Date of this Version



A DISSERTATION Presented to the Faculty of The Graduate College in the University of Nebraska In Partial Fulfillment of Requirements For the Degree of Doctor of Philosophy, Department of History, Under the Supervision of Dr. James C. Olson. Lincoln, Nebraska: July, 1962

Copyright (c) 1963 Henry G. Waltmann


The present study focuses upon a significant, but neglected, aspect of Indian history — the inter-relation between the War and Interior departments and Indian policy. Some analysts have briefly mentioned the difficulty entailed in not having a clear understanding of which branch of government should act upon the tribes. “A cardinal error of the government," one prominent historian observes, "lay in tolerating a vague division of authority over the Indians between the war and interior department." Those primarily concerned with the Army's campaigns against hostile tribes have also mentioned the interdepartmental problem. "The Indian Bureau," one author states with obvious bias, "... hamstrung the Army right and left when it had the chance. Others more interested in the Indians' side of the story have cited the same difficulty, arraigning the Army for vindictiveness and interference. Still others, with greater objectivity, have summarized the contest between the departments over control of the Indian Bureau. By examining the question of Indian management during the generation after the Civil War in some detail, the author has endeavored to demonstrate the nature and significance of this dual system and its implications for the nation and its wards.

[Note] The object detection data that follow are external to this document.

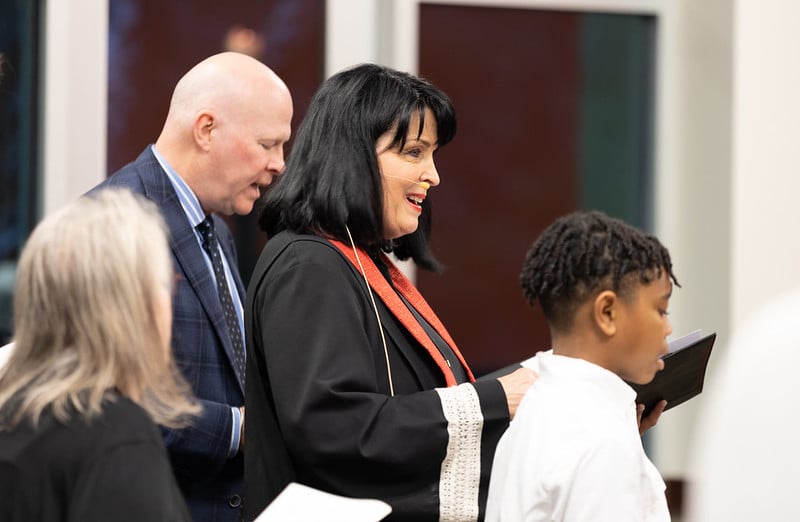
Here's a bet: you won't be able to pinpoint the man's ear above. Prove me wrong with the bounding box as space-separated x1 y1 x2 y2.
592 290 620 337
192 112 215 152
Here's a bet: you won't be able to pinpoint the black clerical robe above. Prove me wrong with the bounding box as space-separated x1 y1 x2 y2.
245 232 509 520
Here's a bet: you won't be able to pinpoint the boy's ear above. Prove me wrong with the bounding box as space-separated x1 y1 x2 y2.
592 290 620 337
192 112 214 151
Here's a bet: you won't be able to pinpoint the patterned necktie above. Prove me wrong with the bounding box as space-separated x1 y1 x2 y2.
197 216 245 382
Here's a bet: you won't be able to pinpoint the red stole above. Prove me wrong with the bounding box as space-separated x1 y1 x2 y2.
328 239 475 386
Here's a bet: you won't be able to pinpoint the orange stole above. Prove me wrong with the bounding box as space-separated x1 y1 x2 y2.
328 239 475 386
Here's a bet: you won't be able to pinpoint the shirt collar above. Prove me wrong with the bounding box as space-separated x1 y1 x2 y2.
539 352 636 409
150 145 206 228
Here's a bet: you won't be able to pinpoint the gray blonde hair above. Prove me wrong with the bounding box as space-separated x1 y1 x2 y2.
0 189 200 429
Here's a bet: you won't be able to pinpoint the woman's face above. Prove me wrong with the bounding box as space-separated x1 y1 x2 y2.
375 109 439 239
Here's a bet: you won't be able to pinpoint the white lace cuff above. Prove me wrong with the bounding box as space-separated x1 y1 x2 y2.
436 384 483 522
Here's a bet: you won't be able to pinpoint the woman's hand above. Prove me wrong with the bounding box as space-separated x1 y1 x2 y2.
497 368 539 419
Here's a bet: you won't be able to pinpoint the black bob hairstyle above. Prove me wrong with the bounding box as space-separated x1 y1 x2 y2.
520 210 680 332
259 64 456 270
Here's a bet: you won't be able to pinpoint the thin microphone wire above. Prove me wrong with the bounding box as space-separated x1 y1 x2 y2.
344 225 394 397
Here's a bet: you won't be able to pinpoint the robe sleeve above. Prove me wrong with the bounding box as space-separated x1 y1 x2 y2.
253 242 508 520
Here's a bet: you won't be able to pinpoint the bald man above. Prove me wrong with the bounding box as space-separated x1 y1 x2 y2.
92 52 292 522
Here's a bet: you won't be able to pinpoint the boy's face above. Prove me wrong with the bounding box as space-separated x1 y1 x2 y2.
616 269 672 384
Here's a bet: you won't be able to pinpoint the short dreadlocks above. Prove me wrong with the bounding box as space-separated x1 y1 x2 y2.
520 211 680 331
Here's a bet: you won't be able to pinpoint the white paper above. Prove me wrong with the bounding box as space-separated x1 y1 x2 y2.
255 482 392 522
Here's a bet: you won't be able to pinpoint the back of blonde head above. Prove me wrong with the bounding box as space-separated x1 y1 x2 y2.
0 189 199 429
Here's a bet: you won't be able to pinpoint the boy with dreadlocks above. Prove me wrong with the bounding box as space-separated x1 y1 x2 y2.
486 212 678 522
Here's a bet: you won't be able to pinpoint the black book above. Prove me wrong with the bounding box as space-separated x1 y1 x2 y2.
628 332 717 416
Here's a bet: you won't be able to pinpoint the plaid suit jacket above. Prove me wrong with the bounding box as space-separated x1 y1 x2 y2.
90 147 244 522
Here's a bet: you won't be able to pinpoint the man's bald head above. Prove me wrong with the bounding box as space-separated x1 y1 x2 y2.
164 52 291 133
155 52 292 215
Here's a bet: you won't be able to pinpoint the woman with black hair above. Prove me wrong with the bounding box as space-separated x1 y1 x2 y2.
245 64 535 520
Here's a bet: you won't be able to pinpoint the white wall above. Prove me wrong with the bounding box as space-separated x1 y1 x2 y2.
731 0 800 322
651 0 733 478
42 0 108 214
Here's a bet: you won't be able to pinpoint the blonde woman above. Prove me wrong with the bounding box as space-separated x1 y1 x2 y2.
0 190 199 522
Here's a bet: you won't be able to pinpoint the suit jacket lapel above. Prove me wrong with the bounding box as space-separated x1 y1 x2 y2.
137 148 244 393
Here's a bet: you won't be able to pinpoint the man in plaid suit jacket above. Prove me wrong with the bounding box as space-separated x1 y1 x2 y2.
93 52 292 521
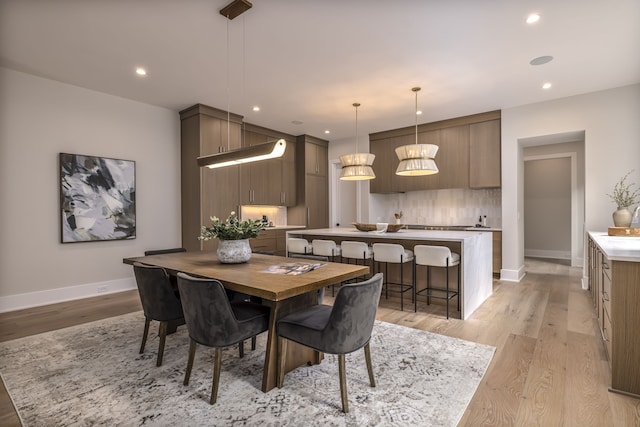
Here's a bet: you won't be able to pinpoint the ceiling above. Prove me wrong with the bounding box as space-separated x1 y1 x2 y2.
0 0 640 140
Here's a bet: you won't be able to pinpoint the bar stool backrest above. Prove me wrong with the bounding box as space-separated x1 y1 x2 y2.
340 241 371 259
311 239 340 257
413 245 460 267
287 237 313 254
373 243 413 263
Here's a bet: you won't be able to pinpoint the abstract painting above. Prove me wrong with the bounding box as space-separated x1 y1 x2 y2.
60 153 136 243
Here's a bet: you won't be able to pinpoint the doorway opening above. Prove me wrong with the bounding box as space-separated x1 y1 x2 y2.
519 131 585 267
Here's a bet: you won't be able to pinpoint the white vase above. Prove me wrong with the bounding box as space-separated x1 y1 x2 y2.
613 207 631 227
217 239 251 264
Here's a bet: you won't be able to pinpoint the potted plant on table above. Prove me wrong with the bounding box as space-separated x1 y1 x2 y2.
198 211 266 264
607 171 640 227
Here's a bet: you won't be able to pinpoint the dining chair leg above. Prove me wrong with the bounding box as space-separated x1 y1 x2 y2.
364 343 376 387
182 340 198 385
338 354 349 413
156 322 169 366
140 316 151 354
209 347 222 405
276 337 287 388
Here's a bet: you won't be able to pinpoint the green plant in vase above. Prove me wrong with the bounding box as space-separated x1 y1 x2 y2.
198 211 267 264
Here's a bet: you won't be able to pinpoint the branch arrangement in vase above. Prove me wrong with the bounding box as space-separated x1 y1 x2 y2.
198 211 267 240
607 170 640 209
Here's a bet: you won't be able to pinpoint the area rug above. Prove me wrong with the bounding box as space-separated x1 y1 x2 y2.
0 312 495 427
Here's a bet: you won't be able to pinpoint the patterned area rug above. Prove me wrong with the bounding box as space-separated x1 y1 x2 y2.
0 312 495 426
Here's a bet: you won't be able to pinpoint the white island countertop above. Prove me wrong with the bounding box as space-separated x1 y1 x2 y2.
589 231 640 262
287 227 493 319
295 227 491 242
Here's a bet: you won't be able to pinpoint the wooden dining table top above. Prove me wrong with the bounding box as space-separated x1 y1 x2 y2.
123 251 369 301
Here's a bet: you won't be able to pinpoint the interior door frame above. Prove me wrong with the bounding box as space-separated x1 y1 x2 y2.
522 152 583 267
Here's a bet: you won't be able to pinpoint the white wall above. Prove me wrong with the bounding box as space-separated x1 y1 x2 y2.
501 84 640 281
0 68 181 311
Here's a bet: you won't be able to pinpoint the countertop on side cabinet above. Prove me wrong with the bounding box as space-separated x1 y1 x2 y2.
589 231 640 262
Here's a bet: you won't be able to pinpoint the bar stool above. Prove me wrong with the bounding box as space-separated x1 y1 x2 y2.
287 237 313 256
413 245 460 319
373 243 415 311
340 240 373 290
311 239 342 262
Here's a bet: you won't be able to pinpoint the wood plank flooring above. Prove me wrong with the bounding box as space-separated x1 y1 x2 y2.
0 259 640 427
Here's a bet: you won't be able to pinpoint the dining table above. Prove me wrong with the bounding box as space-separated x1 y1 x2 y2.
123 251 369 392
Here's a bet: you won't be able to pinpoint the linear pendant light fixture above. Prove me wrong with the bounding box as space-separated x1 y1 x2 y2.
340 102 376 181
396 87 438 176
198 0 287 169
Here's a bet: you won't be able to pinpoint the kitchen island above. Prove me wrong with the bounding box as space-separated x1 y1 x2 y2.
287 228 493 319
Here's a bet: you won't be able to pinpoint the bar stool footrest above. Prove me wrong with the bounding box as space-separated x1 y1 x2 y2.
416 288 458 300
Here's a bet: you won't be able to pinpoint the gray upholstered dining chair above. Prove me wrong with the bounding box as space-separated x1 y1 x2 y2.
277 273 383 412
178 273 269 404
133 262 184 366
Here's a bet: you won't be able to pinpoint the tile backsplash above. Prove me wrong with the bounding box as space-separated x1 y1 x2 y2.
369 188 502 228
240 205 287 226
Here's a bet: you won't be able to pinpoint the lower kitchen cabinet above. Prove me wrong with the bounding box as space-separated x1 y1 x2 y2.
587 233 640 398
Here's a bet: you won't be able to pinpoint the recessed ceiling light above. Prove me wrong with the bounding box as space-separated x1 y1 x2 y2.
527 13 540 24
529 55 553 65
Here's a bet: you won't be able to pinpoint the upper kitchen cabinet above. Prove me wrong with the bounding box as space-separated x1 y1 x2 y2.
287 135 329 228
180 104 242 250
369 111 500 193
240 123 296 206
469 119 502 188
303 140 329 176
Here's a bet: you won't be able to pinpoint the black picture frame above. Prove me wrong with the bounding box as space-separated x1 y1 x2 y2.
59 153 136 243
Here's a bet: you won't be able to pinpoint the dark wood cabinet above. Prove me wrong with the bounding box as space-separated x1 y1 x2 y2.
369 111 500 193
469 120 502 188
180 104 242 250
587 233 640 397
240 123 296 206
287 135 329 228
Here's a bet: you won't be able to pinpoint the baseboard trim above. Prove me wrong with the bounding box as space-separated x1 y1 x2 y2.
0 277 137 313
524 249 571 259
500 265 526 282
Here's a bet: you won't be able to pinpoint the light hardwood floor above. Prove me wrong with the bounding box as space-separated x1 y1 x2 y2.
0 259 640 427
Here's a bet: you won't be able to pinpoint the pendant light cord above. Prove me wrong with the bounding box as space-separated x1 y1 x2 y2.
412 88 420 145
227 15 231 151
353 102 360 154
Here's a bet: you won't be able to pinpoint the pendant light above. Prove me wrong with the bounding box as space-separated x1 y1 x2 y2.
396 87 438 176
340 102 376 181
198 0 287 169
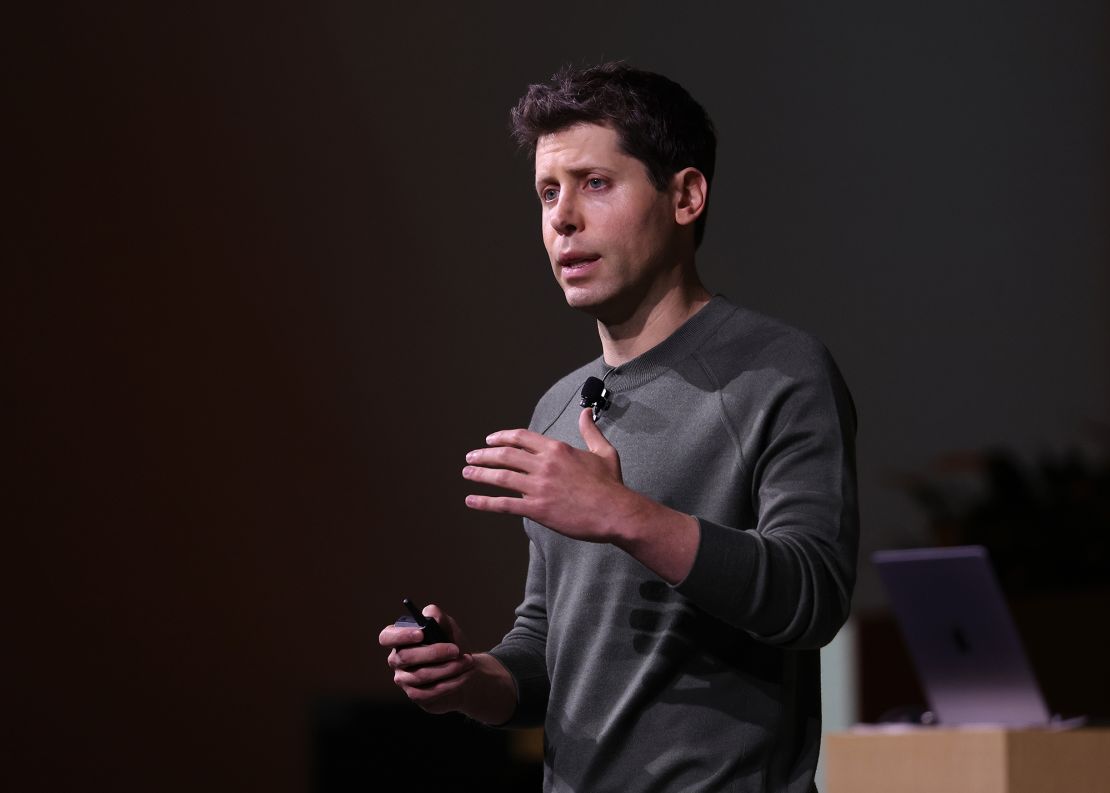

The period which has been chosen for analysis, 1865 to 1887, was decisive in the history of Indian-white relations, for it was in these years that westward expansion rapidly closed the frontier and increased inter-racial contacts. Prom the point of view of the red man, it was an era of social and cultural crisis and the last stage of white exploitation. For the government, it was a time of decision, because it was no longer possible to temporize with the Indian question. The passage of the Dawes Severalty Act of 1887, which established a general system of private land-ownership and citizenship for most Indians and which has been taken as the concluding point for this investigation, has commonly been interpreted as a turning point in Indian history.